Hemos, pues, de movilizarnos
todos junto a todos; movilizar a gobiernos, organizaciones
internacionales, para diseñar iniciativas que impulsen un
mayor respeto hacia el ser humano como tal. Lógicamente,
requerimos de una ciudadanía más fuerte, o lo que es lo
mismo, más unida, para que el apoyo humanitario pueda ser
inmediato y más completo. Al fin y al cabo, el mundo es un
proyecto global, un proyecto dinámico que ha de converger
para servir a toda la humanidad, donde no haya vencedores ni
vencidos, pero también donde se pueda enjuiciar mediante
tribunales especiales de ámbito internacional, a los
responsables de atrocidades. No se puede permitir que los
autores de bombardeos indiscriminados, de ejecuciones
extrajudiciales, de desapariciones forzosas, de tortura,
violencia sexual o reclutamiento de niños soldados, prosigan
con sus hazañas siniestras.
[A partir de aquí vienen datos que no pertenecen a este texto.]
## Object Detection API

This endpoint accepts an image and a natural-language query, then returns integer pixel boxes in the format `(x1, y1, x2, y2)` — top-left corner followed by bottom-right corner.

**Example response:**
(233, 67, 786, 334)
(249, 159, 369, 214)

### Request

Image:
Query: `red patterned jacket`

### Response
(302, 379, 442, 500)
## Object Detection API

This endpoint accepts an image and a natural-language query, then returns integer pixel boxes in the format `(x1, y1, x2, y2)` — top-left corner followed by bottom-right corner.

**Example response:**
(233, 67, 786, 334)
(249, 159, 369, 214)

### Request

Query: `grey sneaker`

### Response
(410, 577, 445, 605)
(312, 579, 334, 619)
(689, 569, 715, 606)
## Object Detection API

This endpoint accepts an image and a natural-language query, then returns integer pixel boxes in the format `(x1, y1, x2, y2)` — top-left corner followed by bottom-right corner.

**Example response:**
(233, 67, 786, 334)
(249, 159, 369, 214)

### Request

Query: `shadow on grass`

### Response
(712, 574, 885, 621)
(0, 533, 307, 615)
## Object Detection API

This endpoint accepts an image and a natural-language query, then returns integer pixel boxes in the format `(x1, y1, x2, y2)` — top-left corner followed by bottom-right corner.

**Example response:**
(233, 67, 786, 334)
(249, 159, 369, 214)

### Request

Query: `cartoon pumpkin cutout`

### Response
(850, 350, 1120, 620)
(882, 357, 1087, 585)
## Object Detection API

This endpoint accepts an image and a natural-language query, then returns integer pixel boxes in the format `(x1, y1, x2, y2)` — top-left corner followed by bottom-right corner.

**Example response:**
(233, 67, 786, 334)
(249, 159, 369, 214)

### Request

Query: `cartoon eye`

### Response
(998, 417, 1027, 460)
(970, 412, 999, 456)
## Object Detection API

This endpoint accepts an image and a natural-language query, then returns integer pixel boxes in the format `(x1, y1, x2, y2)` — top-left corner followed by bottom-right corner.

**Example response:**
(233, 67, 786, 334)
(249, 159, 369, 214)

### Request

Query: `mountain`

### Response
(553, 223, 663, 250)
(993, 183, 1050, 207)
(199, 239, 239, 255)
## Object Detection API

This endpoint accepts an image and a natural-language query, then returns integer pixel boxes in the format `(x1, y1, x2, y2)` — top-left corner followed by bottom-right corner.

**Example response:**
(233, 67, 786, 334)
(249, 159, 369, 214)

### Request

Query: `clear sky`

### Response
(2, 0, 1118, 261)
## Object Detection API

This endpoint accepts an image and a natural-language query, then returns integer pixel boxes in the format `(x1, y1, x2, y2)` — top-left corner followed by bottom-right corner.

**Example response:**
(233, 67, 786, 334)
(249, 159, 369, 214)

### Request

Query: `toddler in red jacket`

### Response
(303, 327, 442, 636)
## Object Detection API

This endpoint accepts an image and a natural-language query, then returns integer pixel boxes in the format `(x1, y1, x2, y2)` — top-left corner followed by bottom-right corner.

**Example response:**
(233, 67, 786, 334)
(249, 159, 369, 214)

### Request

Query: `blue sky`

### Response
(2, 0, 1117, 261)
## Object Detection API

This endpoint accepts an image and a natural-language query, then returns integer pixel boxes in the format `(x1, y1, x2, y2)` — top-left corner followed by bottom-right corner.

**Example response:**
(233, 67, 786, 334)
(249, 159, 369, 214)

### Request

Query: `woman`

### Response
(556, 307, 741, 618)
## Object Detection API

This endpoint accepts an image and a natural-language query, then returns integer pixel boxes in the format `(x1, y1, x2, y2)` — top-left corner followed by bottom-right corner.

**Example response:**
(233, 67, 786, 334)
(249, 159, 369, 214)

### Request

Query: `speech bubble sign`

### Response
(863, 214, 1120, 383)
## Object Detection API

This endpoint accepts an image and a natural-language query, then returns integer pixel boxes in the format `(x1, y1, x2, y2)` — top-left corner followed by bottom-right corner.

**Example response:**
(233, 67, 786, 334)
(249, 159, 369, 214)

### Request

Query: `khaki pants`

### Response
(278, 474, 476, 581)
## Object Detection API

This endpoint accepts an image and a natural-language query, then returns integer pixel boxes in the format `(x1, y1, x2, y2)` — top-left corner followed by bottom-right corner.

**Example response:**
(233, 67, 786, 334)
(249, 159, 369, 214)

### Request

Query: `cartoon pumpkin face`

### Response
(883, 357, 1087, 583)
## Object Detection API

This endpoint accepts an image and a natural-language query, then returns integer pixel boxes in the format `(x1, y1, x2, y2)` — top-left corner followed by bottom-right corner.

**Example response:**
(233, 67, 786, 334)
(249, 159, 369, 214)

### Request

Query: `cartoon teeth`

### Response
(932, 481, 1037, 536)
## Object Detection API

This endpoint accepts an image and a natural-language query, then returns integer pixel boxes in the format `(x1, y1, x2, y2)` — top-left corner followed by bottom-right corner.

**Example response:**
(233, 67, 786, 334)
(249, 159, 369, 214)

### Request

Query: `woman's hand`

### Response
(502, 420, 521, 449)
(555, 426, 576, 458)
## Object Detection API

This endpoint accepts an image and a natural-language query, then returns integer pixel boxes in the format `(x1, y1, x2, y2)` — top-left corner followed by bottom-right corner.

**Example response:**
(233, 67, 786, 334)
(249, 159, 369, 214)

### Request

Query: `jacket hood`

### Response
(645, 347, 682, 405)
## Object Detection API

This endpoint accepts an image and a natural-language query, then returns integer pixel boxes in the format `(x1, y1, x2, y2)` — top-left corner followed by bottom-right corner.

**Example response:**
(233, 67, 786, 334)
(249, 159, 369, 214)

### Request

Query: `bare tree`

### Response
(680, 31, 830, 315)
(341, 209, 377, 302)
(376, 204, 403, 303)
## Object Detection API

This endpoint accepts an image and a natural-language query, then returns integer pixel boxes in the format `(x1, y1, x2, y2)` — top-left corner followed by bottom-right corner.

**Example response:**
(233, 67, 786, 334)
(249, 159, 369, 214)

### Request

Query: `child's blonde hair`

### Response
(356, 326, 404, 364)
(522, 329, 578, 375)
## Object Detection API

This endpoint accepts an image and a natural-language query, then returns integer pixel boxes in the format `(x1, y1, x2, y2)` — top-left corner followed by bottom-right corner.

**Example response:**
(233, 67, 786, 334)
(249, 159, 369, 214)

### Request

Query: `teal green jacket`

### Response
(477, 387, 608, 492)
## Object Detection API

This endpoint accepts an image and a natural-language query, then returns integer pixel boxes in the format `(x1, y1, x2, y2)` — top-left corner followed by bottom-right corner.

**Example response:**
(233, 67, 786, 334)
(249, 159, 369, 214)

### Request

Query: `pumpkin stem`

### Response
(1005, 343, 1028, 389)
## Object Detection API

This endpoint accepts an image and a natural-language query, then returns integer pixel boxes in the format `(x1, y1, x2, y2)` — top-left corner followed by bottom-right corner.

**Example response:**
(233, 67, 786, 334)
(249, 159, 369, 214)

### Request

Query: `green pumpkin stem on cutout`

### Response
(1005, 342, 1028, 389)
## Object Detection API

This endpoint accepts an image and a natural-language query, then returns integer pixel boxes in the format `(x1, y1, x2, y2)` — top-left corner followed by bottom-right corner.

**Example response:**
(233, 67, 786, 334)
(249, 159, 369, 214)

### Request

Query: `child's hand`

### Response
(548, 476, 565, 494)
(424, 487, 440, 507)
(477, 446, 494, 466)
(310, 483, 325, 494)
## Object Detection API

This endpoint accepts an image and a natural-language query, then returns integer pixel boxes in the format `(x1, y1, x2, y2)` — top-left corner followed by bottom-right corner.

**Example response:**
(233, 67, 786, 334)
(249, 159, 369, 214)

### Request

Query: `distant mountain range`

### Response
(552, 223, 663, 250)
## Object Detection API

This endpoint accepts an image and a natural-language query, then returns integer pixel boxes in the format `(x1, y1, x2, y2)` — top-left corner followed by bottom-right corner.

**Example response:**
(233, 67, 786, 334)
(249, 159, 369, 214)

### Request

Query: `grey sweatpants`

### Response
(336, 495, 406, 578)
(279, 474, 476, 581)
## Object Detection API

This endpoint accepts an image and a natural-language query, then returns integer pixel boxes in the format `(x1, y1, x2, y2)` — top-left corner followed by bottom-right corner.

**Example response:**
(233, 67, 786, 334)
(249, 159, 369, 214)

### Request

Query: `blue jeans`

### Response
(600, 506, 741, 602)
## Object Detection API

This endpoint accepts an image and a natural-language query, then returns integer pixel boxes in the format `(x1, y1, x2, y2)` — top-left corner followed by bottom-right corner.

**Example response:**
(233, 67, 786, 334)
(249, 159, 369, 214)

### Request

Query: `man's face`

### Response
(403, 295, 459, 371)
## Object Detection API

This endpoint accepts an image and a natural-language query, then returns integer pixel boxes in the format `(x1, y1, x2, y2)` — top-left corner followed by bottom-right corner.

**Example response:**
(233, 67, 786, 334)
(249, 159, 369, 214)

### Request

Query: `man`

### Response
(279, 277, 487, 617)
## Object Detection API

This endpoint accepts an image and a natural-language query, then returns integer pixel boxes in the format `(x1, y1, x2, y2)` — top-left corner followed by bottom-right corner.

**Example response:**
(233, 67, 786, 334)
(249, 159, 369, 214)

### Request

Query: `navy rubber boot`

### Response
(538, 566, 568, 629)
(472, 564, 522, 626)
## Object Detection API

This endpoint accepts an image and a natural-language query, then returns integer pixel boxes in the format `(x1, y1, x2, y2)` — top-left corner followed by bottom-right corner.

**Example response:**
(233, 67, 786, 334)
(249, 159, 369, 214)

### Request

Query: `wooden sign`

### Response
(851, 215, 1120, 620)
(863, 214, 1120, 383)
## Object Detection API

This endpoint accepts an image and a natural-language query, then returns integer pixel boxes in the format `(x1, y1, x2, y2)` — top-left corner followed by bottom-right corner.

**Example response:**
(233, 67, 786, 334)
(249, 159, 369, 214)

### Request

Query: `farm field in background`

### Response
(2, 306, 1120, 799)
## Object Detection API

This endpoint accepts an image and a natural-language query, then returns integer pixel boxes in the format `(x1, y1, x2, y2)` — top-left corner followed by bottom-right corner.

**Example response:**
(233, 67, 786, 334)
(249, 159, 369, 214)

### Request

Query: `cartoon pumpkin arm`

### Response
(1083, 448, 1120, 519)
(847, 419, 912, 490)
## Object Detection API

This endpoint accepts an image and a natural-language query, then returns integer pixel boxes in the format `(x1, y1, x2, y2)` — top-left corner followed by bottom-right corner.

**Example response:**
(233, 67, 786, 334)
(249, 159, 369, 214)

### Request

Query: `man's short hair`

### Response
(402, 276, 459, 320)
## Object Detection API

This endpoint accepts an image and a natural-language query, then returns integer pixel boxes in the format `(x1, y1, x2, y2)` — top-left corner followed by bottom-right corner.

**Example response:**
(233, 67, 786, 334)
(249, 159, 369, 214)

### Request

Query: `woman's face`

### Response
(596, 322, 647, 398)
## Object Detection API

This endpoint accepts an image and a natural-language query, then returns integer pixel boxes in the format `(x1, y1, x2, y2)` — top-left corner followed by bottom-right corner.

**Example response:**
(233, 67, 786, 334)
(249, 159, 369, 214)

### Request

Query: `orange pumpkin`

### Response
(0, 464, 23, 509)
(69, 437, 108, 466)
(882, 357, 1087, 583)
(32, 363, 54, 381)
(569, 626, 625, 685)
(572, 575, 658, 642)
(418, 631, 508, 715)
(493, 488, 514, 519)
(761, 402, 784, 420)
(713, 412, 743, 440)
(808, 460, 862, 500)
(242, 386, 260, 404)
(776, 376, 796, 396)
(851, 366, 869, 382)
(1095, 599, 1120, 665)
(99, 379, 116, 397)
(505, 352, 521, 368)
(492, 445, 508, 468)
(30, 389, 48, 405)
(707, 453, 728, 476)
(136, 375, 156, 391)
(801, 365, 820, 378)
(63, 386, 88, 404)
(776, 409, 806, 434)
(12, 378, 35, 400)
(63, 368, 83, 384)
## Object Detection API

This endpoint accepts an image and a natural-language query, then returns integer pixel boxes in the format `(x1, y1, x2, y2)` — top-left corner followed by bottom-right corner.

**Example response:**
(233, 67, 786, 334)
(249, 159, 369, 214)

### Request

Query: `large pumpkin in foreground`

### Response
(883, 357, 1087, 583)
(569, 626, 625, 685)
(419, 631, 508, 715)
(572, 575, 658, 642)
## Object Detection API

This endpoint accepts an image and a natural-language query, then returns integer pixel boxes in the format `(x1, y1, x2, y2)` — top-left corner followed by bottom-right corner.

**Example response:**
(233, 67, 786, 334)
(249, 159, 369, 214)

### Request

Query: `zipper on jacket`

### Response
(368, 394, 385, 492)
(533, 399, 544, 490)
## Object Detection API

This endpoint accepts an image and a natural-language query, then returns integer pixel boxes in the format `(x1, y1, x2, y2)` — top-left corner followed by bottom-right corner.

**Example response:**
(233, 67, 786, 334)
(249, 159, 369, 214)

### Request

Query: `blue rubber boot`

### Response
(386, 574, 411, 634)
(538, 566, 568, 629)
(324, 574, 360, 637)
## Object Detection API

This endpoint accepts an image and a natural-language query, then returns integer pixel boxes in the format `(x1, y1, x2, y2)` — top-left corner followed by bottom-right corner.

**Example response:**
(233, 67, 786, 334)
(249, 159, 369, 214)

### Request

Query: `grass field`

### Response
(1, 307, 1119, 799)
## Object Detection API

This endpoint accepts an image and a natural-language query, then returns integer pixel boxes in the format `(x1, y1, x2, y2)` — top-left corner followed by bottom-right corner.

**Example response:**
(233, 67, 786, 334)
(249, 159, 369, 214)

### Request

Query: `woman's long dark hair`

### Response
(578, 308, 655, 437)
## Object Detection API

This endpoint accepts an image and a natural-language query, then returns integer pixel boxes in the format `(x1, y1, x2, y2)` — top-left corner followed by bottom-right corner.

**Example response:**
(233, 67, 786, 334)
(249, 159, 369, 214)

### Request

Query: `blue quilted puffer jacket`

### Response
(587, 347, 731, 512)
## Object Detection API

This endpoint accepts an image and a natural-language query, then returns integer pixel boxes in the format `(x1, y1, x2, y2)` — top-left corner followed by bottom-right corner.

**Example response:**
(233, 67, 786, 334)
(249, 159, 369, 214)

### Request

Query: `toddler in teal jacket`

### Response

No olvidemos jamás, que un mundo
donde queden impunes los inventores de la maldad, es decir,
los monstruos vivientes, termina por hundirse en el abismo.
Cada cual, por consiguiente, tiene la responsabilidad de
responder personalmente a la llamada de unidad desde el amor
más profundo y a tomar partido, o protagonismo, al respecto.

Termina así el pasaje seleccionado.